October 30, 2011
To be perfectly honest, I am so unimpressed with the current field of Republican presidential candidates that I have a hard time generating much enthusiasm for the 2012 campaign. If you take their rhetoric at face value, the differences among them are frighteningly small. No matter what the problem is, the only solution they can offer is "Cut taxes!" Or maybe, "Cut government regulations!" Well, that's the sorry legacy left by President George W. Bush to the Party of Lincoln. A year ago, I was cautiously optimistic that the populist fervor manifested in the Tea Party movement would begin to cool and be replaced by a more mature and pragmatic attitude about the necessities of governing a republic that is in deep financial and constitutional peril. Instead what we witnessed as the debt ceiling showdown climaxed in July and August was another round of daredevil brinksmanship, accompanied by stale, dogmatic rhetoric that was virtually guaranteed to turn off anyone with half a brain.
As an example of what I have been thinking lately, David Frum recently wrote "Why I am a Republican" at frumforum.com. The title is a little misleading, however, because he takes strong exception to the GOP remedies for the current economic crisis. But even though he is "dismayed that my party is wrong on the most urgent issue of the day," ... there are many issues "on which I trust the GOP more than I trust the party of Barack Obama." That comes pretty close to how I feel. To me, it's obvious that Obama has been a disaster as president, but I acknowledge that the economic problems were not created by him -- he just made things worse. The noisy, low-brow contingent within the Republican Party will no doubt berate Frum for being a "RINO," but I expect that in time, more Republican leaders will pay more attention to his words than to all the two-bit right-wing shills and hucksters.

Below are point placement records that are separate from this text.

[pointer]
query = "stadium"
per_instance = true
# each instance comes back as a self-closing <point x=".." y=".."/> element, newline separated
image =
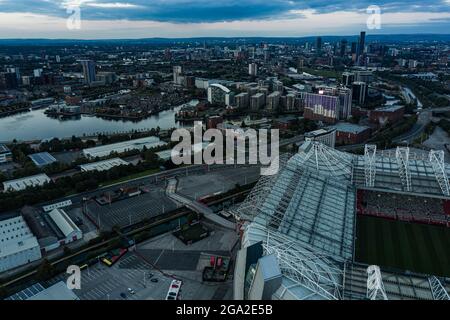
<point x="337" y="226"/>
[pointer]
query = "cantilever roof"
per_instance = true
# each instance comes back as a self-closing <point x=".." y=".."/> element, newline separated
<point x="305" y="215"/>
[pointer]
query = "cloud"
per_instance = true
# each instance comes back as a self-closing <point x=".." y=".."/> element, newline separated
<point x="197" y="11"/>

In a similar vein, Sen. Lamar Alexander recently announced that he is giving up his third-ranking position in the Senate Republican leadership, so that he can negotiate more freely with Democratic leaders. See Yahoo News. Many people forget that the U.S. Senate was once considered "the greatest deliberative body on Earth," and its customs and procedures were geared toward personal comity and bipartisan compromise. Not any more. It has become almost as partisan as the House of Representatives, and that is very damaging to our government.
With that as a rather blunt backdrop, I recently attended a Republican campaign rally in Verona, here in Virginia. It was billed as a "Family Picnic," sponsored by Congressman Bob Goodlatte. Turnout wasn't nearly as high as the last time I went to that event (October 2009), mainly because of the non-competitive races for state government offices here in the Valley. (In addition, there were high winds that blew paper plates and napkins all over the place, rather unpleasant; I helped clean up the mess afterwards.)

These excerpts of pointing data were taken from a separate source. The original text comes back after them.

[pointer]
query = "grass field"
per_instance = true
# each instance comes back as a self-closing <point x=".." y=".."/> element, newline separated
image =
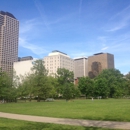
<point x="8" y="124"/>
<point x="104" y="109"/>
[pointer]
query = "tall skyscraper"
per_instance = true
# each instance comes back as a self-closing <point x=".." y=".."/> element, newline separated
<point x="9" y="33"/>
<point x="80" y="67"/>
<point x="57" y="59"/>
<point x="99" y="62"/>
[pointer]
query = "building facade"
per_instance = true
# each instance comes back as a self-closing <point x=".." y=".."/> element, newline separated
<point x="9" y="33"/>
<point x="99" y="62"/>
<point x="23" y="67"/>
<point x="80" y="67"/>
<point x="57" y="59"/>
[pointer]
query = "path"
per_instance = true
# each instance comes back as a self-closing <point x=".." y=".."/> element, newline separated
<point x="87" y="123"/>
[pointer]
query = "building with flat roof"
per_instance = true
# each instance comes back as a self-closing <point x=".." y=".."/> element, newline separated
<point x="9" y="33"/>
<point x="80" y="67"/>
<point x="57" y="59"/>
<point x="99" y="62"/>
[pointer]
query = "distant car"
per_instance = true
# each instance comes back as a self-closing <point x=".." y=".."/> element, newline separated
<point x="49" y="99"/>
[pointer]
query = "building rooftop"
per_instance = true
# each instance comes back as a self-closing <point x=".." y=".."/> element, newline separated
<point x="7" y="13"/>
<point x="79" y="58"/>
<point x="59" y="52"/>
<point x="98" y="53"/>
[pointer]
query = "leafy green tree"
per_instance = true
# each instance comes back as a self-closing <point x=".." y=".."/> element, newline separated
<point x="127" y="77"/>
<point x="114" y="82"/>
<point x="100" y="88"/>
<point x="86" y="86"/>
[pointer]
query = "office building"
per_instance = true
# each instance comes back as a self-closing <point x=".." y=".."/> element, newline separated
<point x="99" y="62"/>
<point x="57" y="59"/>
<point x="9" y="33"/>
<point x="80" y="67"/>
<point x="24" y="66"/>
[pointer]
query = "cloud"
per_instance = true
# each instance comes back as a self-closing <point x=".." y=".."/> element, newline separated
<point x="38" y="50"/>
<point x="29" y="36"/>
<point x="41" y="11"/>
<point x="105" y="48"/>
<point x="119" y="20"/>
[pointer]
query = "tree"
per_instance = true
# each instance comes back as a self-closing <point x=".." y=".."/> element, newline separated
<point x="100" y="88"/>
<point x="65" y="80"/>
<point x="127" y="77"/>
<point x="114" y="81"/>
<point x="86" y="86"/>
<point x="42" y="86"/>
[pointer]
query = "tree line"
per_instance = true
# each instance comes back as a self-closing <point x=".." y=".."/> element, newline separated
<point x="38" y="85"/>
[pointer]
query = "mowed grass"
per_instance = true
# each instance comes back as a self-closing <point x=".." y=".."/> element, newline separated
<point x="9" y="124"/>
<point x="104" y="109"/>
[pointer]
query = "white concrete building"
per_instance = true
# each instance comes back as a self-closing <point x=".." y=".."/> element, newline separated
<point x="57" y="59"/>
<point x="80" y="67"/>
<point x="23" y="67"/>
<point x="9" y="33"/>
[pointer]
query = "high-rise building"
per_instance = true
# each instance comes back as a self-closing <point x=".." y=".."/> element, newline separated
<point x="80" y="67"/>
<point x="9" y="33"/>
<point x="99" y="62"/>
<point x="57" y="59"/>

Several members of the House of Delegates were present, as well as local Republican candidates, including the incumbent Augusta County Treasurer Rick Homes, Commissioner of Revenue Jean Shrewsbury, Supervisor Jeremy Shifflett, and Supervisor candidates Dr. Larry Roller, Jim Warren, and Michael Shull. Some of them are facing independent candidates who are actually former Republicans. It's a complicated situation that will require explanation in depth...
The big attraction at this event was the appearance of Virginia Attorney General Ken Cuccinelli, and I had a chance to chat with him briefly after the event was over. A recent cartoon in the News Leader hinted that Cuccinelli is going to run for governor, challenging the presumed GOP candidate Bill Bolling in the primary election. I've become a big fan of Cuccinelli over the past couple years, but I think he would be better off staying where he is until he has gained more experience.